According to Mai v. United States, filed in March, Washington State agreed in 2014 to restore Mai’s right to possess firearms; however, that reinstatement does not qualify federally. (Approximately 30 state programs would qualify federally under 34 U.S.C. § 40915, but not Washington’s, so Mai was still barred at the federal level.)

Another federal avenue to potentially restore Mai’s Second Amendment rights—applying to the United States Attorney General under 18 U.S.C. § 925(c)—has been defunded by Congress since 1992.

With no other avenues open to him to restore his Second Amendment rights more than 20 years after his commitment, Mai sued, and when his case was dismissed, he appealed. A panel of three judges from the 9th Circuit Court of Appeals affirmed the dismissal. Mai then requested that his case be reheard en banc by an 11-judge panel of 9th Circuit judges. (Because the 9th Circuit is the largest federal appeals court, with 29 active judges, en banc reviews consist of the Chief Judge and 10 other judges selected randomly.)

On Sept. 10, this rehearing was denied.

Dissents from the denial of rehearing noted concerns that the level of scrutiny the smaller panel used was inappropriate and applied incorrectly, that the decision was not in line with previous decisions of other circuit courts and District of Columbia v.

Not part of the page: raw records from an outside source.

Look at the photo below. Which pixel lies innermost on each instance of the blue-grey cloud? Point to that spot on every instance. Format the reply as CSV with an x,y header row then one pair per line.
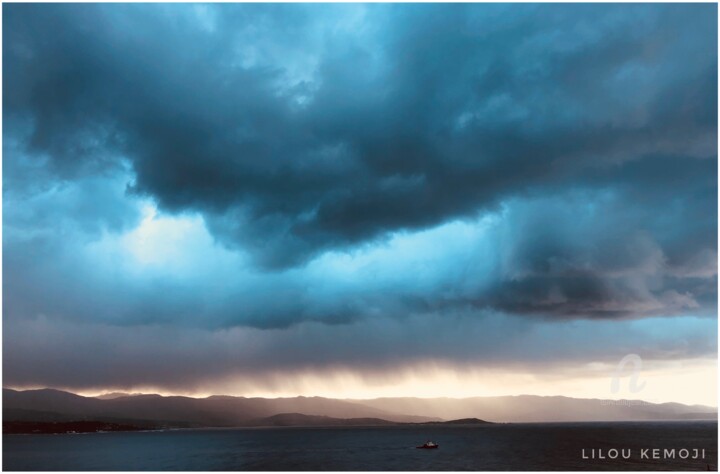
x,y
353,163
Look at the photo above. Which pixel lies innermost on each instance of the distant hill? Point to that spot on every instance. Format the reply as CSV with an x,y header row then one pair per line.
x,y
215,411
112,395
298,419
55,406
531,408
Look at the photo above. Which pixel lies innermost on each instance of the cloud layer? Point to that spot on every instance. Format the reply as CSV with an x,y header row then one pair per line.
x,y
264,167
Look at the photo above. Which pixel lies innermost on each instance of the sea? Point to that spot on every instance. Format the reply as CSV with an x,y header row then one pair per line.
x,y
633,446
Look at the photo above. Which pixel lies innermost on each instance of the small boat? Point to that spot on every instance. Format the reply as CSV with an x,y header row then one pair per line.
x,y
428,445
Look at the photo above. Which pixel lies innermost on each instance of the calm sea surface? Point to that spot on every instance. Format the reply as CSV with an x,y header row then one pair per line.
x,y
537,446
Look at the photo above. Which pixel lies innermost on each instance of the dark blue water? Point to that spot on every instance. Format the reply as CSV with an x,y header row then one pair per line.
x,y
492,447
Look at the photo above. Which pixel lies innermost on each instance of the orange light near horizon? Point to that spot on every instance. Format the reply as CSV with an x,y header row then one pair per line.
x,y
688,382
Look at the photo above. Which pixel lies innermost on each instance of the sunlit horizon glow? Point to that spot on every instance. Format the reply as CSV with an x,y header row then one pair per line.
x,y
688,383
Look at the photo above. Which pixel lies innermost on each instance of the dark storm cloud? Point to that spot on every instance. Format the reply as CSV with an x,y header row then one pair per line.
x,y
423,114
295,130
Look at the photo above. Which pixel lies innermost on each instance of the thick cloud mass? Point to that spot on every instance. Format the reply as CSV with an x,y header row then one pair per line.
x,y
219,166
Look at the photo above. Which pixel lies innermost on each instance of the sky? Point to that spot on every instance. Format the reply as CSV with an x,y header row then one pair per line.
x,y
361,200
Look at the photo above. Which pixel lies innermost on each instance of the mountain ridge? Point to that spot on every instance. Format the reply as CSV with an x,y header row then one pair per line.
x,y
229,411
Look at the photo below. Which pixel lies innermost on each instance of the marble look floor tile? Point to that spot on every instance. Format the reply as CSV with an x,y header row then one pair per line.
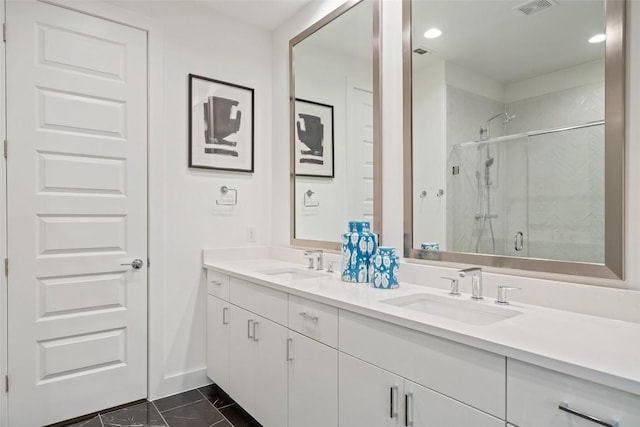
x,y
177,400
237,416
142,415
219,400
92,422
198,414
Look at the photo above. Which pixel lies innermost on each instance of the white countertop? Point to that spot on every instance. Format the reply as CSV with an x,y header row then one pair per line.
x,y
601,350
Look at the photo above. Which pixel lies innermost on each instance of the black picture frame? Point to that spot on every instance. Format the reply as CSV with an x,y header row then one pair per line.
x,y
314,139
229,145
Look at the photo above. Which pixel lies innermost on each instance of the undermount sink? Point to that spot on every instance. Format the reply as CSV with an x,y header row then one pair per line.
x,y
293,273
471,312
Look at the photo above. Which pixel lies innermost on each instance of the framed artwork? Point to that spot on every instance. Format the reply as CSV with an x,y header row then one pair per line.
x,y
313,139
220,125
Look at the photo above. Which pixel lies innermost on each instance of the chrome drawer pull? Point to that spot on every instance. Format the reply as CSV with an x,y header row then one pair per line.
x,y
565,407
393,393
249,322
306,316
408,412
255,332
289,343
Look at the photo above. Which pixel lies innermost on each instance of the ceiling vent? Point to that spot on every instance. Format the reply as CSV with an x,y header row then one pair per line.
x,y
536,6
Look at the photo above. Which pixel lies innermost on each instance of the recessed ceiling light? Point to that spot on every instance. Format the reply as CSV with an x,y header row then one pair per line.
x,y
432,33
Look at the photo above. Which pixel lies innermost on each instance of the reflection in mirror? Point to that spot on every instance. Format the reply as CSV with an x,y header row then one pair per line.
x,y
333,125
508,130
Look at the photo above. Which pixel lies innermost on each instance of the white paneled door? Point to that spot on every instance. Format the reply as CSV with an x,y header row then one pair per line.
x,y
77,198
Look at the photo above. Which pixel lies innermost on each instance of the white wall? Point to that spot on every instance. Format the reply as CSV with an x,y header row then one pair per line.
x,y
429,150
199,42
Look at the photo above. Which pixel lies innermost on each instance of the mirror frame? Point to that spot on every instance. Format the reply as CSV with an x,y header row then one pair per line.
x,y
377,126
615,74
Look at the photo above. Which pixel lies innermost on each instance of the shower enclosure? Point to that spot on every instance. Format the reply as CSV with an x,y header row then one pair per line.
x,y
537,193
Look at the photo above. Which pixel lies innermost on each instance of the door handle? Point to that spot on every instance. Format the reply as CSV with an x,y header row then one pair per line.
x,y
136,263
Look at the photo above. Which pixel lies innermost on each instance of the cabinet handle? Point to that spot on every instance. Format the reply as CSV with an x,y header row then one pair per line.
x,y
564,406
393,392
289,344
249,323
255,331
408,413
307,316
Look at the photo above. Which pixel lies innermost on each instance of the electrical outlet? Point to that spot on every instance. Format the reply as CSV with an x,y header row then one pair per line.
x,y
251,234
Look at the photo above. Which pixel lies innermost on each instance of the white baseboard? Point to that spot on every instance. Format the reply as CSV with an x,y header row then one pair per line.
x,y
178,383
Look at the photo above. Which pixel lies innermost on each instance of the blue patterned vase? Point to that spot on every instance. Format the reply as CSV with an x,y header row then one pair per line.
x,y
384,268
358,245
430,246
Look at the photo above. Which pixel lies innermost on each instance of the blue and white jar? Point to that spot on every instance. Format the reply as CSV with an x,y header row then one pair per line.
x,y
384,268
430,246
358,245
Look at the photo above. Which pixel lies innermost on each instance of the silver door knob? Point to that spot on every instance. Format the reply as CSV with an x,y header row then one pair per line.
x,y
136,263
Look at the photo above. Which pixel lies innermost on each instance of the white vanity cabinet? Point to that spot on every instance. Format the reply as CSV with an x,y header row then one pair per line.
x,y
257,354
534,395
371,396
218,341
313,383
218,328
469,375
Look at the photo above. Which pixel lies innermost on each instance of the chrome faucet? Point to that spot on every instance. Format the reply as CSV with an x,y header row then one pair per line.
x,y
318,254
476,280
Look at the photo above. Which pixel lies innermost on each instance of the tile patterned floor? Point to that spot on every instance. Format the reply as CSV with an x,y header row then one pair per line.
x,y
202,407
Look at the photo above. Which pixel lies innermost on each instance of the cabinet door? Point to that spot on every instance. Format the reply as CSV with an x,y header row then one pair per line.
x,y
535,395
270,385
242,365
218,341
424,407
313,383
368,396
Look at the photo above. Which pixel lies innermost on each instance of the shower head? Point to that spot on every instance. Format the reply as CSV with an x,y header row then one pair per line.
x,y
489,162
508,118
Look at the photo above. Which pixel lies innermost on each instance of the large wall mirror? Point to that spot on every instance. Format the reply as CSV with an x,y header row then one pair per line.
x,y
514,134
335,137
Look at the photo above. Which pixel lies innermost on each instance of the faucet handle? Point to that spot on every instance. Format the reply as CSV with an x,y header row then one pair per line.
x,y
455,288
502,294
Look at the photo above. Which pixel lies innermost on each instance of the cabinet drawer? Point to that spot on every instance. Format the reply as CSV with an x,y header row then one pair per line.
x,y
313,319
218,284
472,376
534,394
260,300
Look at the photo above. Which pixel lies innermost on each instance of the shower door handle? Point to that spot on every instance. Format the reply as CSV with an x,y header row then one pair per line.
x,y
518,241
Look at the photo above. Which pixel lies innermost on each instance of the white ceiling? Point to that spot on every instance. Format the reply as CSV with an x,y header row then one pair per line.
x,y
265,14
494,39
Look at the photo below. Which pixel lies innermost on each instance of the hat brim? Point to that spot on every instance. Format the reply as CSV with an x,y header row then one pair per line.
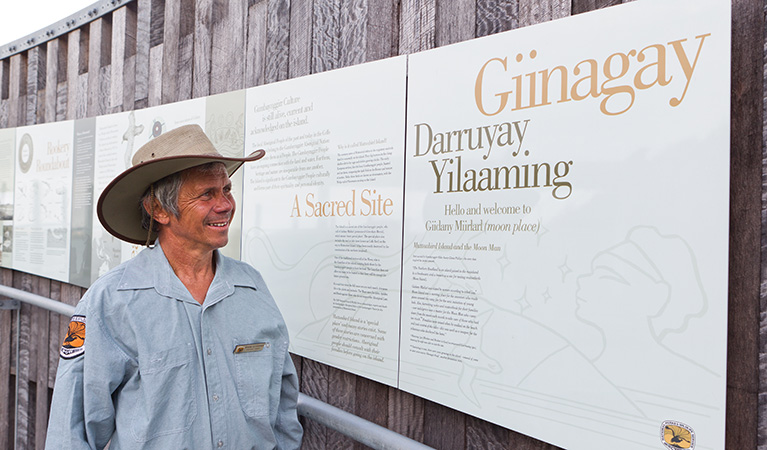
x,y
118,207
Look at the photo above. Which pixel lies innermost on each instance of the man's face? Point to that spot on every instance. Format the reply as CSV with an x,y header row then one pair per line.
x,y
206,208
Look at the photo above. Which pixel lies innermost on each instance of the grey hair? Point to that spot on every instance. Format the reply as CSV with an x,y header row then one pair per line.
x,y
166,192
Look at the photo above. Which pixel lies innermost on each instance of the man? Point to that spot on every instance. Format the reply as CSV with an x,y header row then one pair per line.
x,y
180,347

Heller, that “ill-suited, foreign statistical studies” had been applied to the original ruling, and that the law in question (§ 922(g)(4)) being applied to Mai long after his commitment was unconstitutional.

Judge Bumatay noted in his dissent that the court was holding that “the government may forever deprive a person of the individual right to bear arms—if that person spends even one day committed involuntarily, even as a juvenile, and no matter the person’s current mental health soundness.” He also noted that the court would only decide in this manner for Second Amendment cases. “For other, more fashionable constitutional rights, we would not countenance such an abridgment.”

Judge VanDyke noted in his dissent, “In the final paragraph of its opinion rejecting Mai’s Second Amendment claim, the panel emphasized that ‘[w]e emphatically do not subscribe to the notion that “once mentally ill, always so.’ […] Yet just like the government’s position in this case, the panel’s decision inescapably effectuates exactly that ethic.”

“Mai, and all others who have overcome mental illness, deserve better than to be permanently designated second-class citizens,” VanDyke wrote, “particularly as it relates to their equal participation in a fundamental right.”

Mai’s lawyer said he will appeal to the U.S. Supreme Court.